“The text, in its mass, is comparable to a sky, at once flat and smooth, deep, without edges and without landmarks; like the soothsayer drawing on it with the tip of his staff an imaginary rectangle wherein to consult, according to certain principles, the flight of birds, the commentator traces through the text certain zones of reading, in order to observe therein the migration of meanings, the outcropping of codes, the passage of citations.” --Roland Barthes Z/S
In this piece, titled “A Person,” I am exploring the internal conflict presented by the desire to be heard while simultaneously experiencing the fear of being heard.
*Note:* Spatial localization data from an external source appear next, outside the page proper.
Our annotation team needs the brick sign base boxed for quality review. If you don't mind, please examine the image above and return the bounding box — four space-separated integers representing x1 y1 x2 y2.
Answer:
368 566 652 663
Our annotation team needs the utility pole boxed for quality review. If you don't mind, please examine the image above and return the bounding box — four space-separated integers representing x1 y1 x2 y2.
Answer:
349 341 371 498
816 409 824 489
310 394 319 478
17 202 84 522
I have secured a container in a public location for anyone who sees it to write down personal struggles of this nature and contribute it anonymously. I am continuously interested in the stories of others and how to convey these private and intimate thoughts and experiences in a way that is revelatory, yet protecting some level of anonymity. In choosing what information to reveal and what to keep hidden, I alter or transform the read. Being an author or mediator of personal narratives, I direct the attention of the viewer to certain aspects of the text, creating a new way for it to be read or visualized. I hope to make the viewer not only a consumer, but also a producer of narrative. By taking the text out of its narrative format, my goal is for the viewer to call upon their own experiences, parsing together the words and phrases to make sense of the correlation between the words and the generalized “meaning.”
The anonymity of the text allows a distance from the original author, enabling me to relate to the text as I would to any piece of writing; drawn most to areas or ideas that I find most relatable based on my own set of experiences. These few words are revealed to the viewer, and then re-defined by the accompanying short statement. By including my typed translation of what the individuals have experienced or are experiencing, I give the viewer the version that is most easily understood, as they act as labels to classify human experiences which most people are familiar with.
To present the original object behind the glass, which reveals a form of truth and detail, but only reveal a few descriptive words, which are accompanied by the concrete, matter-of-fact translation or the “take-away,” the viewer is lef to contemplate how these words make sense together and to find curiosity in the original.
The translation of each experience begins with the original narrative of the initial author, to myself as the mediator, and ultimately, becomes a new experience in the final translation, which can only be produced within and by the viewer.